Il Francese non è più lingua ufficiale, ed è parlato solo dal 10% della popolazione e utilizzato per i documenti amministrativi: la quasi totalità degli haitiani si esprime e scrive invece con il creolo haitiano (kreyòl ayisyen), risultato di secoli di schiavismo e di elaborazione della lingua dei colonizzatori mediante strutture linguistiche africane (i caraibi e le zone di influenza africana hanno creato numerosi creoli nelle Americhe).

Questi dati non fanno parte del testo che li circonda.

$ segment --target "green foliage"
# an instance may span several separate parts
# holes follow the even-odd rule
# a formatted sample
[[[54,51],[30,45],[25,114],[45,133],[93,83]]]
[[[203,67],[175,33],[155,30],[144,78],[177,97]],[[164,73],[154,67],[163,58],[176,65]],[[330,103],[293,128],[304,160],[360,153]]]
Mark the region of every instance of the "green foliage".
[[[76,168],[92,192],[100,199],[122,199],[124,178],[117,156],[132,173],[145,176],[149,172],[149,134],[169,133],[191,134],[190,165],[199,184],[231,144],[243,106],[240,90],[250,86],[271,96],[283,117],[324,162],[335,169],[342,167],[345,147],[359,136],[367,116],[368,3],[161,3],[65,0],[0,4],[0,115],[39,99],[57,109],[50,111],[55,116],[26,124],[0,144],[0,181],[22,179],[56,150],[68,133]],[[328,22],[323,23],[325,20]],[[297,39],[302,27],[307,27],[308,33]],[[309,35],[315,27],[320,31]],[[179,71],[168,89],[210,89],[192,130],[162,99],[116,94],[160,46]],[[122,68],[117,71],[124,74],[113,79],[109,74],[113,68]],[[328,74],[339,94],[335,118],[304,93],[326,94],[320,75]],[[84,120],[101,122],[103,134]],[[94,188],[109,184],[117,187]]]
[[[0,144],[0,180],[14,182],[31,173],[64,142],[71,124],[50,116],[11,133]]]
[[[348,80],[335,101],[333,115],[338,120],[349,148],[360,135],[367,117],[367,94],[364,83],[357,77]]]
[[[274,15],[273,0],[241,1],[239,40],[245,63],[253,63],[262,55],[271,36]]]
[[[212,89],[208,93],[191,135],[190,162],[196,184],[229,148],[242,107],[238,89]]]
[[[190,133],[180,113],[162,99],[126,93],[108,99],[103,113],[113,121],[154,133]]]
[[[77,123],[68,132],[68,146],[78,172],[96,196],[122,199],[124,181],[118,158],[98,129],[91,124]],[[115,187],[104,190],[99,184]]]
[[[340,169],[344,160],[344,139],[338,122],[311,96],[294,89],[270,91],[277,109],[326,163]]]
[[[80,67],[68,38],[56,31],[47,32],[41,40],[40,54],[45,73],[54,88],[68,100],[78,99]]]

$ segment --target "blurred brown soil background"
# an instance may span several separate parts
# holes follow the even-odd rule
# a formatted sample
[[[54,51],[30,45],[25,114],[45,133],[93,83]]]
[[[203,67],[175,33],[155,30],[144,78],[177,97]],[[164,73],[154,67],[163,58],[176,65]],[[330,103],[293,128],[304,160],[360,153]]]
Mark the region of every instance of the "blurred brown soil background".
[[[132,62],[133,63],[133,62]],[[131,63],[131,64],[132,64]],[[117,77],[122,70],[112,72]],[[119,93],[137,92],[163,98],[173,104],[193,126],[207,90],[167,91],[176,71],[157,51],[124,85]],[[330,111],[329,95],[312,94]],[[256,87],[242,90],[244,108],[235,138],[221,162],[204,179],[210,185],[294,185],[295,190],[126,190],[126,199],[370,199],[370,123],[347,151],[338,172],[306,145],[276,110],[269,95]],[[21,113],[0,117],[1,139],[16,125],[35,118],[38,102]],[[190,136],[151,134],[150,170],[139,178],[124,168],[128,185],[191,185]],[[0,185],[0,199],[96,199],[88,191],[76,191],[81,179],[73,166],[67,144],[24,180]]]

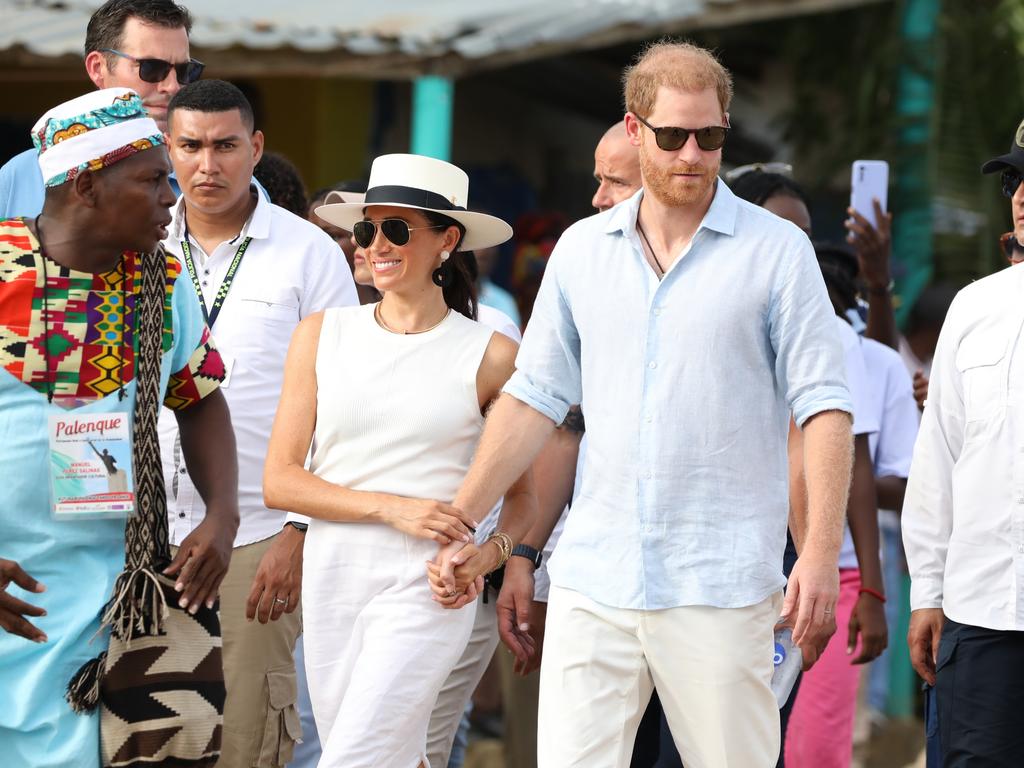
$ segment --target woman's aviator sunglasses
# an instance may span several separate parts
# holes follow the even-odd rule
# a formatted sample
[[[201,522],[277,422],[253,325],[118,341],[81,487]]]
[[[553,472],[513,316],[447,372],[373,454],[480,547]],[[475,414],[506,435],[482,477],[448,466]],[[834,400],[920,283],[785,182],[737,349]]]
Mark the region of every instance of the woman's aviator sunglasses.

Sono inoltre conosciuti l'inglese e lo spagnolo, quest'ultimo per via della vicinanza geografica della Repubblica Dominicana e di Cuba, oltre che dei profondi legami, commerciali e non, fra questi paesi.


Religione
Il cattolicesimo è la religione di stato, professata dalla maggioranza della popolazione. La presenza religiosa nel paese è di grande rilevanza; d’altra parte è numerosa anche la presenza di sette cristiane. La religione del popolo resta comunque il Voudou che gli haitiani praticano quotidianamente, spesso congiuntamente alla religione cristiana, essendo un modus vivendi, eredità di madre Africa e che in Haiti ha assunto una sua peculiarità e maniera di esprimersi.